Teams need to communicate what they're changing, do so in a managed way, plan for any outage, and so forth. Caution and risk aversion win the day. Always have a plan B. You should be able to undo the change you just made, and be aware which commands are destructive and which ones cannot be undone.


As an app evolves over the years, the team may spend more and more time maintaining and supporting old code, squashing bugs, or ironing out kinks. Therefore, they have less time to devote to new features. This balance of time devoted to debt servicing versus real new features must be managed closely. If you find your technical debt increasing, it may be time to bite the bullet and rewrite. Rewriting will take time away from the immediate business benefit of new functionality and customer features, but it is best for the long term.

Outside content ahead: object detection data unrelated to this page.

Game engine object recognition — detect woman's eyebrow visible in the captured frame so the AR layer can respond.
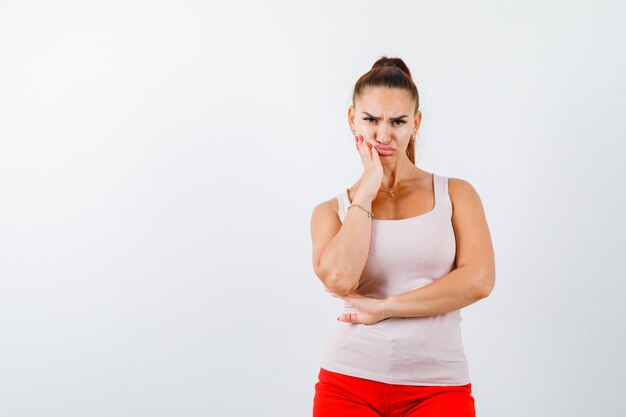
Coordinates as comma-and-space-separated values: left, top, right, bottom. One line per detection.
363, 111, 408, 120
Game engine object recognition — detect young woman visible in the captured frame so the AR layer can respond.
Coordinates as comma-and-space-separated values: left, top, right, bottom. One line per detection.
311, 57, 495, 417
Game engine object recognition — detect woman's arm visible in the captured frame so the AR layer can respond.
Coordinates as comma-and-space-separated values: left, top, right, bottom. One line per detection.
311, 191, 372, 295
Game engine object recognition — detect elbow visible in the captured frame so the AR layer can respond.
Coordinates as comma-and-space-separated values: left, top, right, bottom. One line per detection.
326, 275, 359, 297
475, 274, 495, 299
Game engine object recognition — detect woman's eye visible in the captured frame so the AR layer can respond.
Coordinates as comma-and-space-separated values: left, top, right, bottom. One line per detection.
363, 117, 406, 125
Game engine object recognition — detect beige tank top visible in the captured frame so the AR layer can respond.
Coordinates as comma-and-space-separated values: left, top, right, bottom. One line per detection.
321, 173, 470, 386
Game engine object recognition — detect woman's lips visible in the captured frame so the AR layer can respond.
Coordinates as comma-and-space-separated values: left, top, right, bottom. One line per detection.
374, 146, 396, 156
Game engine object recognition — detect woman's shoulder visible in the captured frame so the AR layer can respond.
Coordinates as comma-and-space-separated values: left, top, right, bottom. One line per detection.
313, 196, 339, 218
447, 177, 480, 213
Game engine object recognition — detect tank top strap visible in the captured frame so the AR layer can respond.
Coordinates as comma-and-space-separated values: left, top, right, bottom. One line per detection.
433, 174, 452, 210
337, 188, 350, 223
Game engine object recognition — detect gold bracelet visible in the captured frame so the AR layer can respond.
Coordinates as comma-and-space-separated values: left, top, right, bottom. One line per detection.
348, 203, 374, 217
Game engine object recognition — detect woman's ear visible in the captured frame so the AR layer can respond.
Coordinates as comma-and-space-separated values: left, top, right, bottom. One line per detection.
348, 105, 355, 130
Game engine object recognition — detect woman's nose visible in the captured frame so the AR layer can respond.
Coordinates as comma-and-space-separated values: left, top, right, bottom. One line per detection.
376, 127, 390, 144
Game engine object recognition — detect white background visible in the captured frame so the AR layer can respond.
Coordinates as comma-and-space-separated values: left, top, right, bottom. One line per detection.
0, 0, 626, 417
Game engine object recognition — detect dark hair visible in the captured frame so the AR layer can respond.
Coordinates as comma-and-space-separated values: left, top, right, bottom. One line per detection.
352, 56, 420, 163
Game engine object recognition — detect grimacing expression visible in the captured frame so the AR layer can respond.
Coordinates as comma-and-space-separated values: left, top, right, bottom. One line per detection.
348, 87, 422, 157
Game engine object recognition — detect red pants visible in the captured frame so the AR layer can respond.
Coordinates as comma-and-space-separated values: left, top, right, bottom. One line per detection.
313, 368, 476, 417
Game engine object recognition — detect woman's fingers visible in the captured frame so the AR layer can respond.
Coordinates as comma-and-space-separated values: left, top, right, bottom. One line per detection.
337, 313, 359, 323
356, 135, 374, 171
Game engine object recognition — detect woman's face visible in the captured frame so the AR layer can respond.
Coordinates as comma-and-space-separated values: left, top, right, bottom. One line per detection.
348, 87, 422, 161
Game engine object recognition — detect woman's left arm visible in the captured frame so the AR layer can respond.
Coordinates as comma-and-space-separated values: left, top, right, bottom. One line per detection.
383, 178, 495, 317
331, 178, 495, 324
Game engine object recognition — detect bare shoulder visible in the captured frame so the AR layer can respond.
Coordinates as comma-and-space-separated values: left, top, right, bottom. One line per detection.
311, 197, 339, 221
448, 178, 495, 297
448, 177, 482, 209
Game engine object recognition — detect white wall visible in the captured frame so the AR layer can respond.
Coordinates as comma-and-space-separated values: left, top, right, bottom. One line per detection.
0, 0, 626, 417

Technical debt isn't always easy to recognize or focus on. As you're building features or squashing bugs, you're more attuned to details at the five-foot level. It's easy to miss the forest for the trees. That's why generalists are better at scaling the Web (


Logging is closely related to metrics and monitoring. You may enable a lot more of it when you're troubleshooting and debugging, but on an ongoing basis you'll need it for key essential services. Server syslogs, Apache and MySQL logs, caching logs, etc., should all be working. You can always dial down logging if you're getting too much of it, or trim and rotate log files, discarding the old ones.